FOREIGN Minister Shah Mahmood Qureshi was recently interviewed by CNN anchor Bianna Golodryga on ‘Amanpour’ after the UN meeting on the latest Israel-Palestine emergency. In Pakistan, this interview sparked a vigorous debate about whether or not the foreign minister had been antisemitic in his remarks. What exactly did he say that was so wrong?
During the brief interview, in which the foreign minister appeared jet-lagged, but resolute, Qureshi spoke about the need for Israel to stop its aggression. Then he said Israel was losing the media war in the eyes of the world. Golodryga asked him what he meant by that; he responded that Israel had “connections” to the media and then changed that to “they control the media”. When Golodryga pushed back, he added, “Deep pockets.” Immediately, Golodryga accused SMQ of antisemitism. After her accusation, our foreign minister spent the rest of the interview trying to extricate himself.
To Pakistanis, it may not be illogical to point out that Israel has a great deal of influence on the world media. A 2018 study by 416labs.com showed that in five major US newspapers, headlines mentioning Israel were four times more prevalent than those mentioning Palestine; Israeli sources are 250 per cent more likely to be quoted than Palestinian sources. But it is highly unlikely that Israel is directly paying for this disproportionate coverage.
Unfortunately, to Jewish people, suggesting that Jews — or Israelis — control the media, banking or Hollywood counts as antisemitism, as does active Jew-hatred and comparing Jews to Nazis. Antisemitism is not religious prejudice, but classified as racism and ethnic hatred.

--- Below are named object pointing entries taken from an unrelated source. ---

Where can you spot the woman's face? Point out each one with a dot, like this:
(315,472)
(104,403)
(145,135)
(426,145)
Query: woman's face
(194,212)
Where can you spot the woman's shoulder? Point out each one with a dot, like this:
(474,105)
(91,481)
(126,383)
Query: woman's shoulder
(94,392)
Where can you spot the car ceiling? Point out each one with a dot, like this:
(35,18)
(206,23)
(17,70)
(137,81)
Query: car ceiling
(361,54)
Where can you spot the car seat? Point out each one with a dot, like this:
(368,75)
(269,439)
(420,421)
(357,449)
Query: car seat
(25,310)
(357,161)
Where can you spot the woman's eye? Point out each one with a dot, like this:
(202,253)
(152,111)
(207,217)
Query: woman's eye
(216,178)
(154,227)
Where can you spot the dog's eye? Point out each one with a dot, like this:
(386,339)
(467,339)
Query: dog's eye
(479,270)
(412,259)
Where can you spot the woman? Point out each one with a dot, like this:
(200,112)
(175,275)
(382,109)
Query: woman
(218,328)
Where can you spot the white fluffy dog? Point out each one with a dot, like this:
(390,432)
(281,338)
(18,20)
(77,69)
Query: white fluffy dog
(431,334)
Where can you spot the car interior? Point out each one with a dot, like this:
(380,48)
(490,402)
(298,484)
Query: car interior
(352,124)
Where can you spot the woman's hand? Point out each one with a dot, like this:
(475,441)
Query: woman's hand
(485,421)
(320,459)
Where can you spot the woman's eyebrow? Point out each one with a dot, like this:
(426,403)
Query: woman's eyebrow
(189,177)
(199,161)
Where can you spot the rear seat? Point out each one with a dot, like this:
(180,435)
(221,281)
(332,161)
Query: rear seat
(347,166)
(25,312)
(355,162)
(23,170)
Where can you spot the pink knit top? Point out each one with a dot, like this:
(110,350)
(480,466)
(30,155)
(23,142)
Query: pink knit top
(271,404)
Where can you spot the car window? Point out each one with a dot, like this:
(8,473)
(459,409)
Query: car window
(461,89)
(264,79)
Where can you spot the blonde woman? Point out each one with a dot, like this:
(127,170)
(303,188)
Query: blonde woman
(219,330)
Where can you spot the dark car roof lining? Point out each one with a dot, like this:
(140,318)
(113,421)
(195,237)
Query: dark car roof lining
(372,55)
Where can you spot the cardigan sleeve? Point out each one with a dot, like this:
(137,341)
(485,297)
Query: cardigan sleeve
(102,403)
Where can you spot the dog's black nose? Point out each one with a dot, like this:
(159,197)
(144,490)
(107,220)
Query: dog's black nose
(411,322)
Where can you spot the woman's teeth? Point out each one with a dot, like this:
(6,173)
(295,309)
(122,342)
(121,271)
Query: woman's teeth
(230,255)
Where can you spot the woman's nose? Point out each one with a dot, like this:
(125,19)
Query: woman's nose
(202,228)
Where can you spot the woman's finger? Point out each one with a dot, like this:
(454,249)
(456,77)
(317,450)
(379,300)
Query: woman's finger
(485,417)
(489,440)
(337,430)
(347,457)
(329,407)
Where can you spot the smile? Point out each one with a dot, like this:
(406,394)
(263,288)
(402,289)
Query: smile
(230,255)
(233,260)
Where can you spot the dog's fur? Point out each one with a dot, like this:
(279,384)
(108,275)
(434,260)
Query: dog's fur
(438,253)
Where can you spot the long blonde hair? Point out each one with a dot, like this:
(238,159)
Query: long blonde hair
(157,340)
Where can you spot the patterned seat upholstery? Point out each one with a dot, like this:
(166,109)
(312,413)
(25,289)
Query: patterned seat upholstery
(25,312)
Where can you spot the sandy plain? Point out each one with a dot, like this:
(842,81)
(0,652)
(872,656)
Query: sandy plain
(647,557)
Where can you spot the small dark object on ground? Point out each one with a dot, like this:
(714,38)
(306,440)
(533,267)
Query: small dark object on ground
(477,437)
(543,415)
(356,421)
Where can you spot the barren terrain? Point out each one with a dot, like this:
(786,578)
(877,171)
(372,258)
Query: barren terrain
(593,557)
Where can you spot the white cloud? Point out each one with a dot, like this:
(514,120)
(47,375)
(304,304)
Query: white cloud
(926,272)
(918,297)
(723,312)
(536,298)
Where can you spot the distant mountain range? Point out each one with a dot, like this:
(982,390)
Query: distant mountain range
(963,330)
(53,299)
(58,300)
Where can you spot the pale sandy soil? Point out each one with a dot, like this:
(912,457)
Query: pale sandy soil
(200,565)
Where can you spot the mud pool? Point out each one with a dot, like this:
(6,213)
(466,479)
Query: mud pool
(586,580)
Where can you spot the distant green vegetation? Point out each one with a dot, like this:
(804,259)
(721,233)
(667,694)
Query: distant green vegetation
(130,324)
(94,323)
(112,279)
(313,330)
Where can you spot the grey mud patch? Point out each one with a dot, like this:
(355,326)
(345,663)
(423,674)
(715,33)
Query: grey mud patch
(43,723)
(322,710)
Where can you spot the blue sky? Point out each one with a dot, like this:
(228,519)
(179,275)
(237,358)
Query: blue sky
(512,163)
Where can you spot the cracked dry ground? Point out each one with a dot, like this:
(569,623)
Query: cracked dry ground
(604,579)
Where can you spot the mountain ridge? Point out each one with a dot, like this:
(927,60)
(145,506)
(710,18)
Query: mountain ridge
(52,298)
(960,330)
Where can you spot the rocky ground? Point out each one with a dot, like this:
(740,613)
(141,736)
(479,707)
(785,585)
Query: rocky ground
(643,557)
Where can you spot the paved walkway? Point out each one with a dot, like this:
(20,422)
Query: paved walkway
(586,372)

Legitimate criticism of Israel is not antisemitism, according to many Jews who oppose Israel’s policies towards Palestinians. Other Jews argue that even Jews who criticise Israel are antisemitic.
How does the West define antisemitism?
Many Pakistanis do not give proper consideration to what it means to be accused of antisemitism in the West. Yes, it has been weaponised in order to silence people on the subject of the Palestinian occupation. But like the issue of blasphemy, an accusation of antisemitism can ruin your professional standing, if not your life. Although nobody has died after being accused of being antisemitic, you can lose your job as a reporter, or be denied tenure at a university. If you’re a politician accused of antisemitism, your political career may never recover.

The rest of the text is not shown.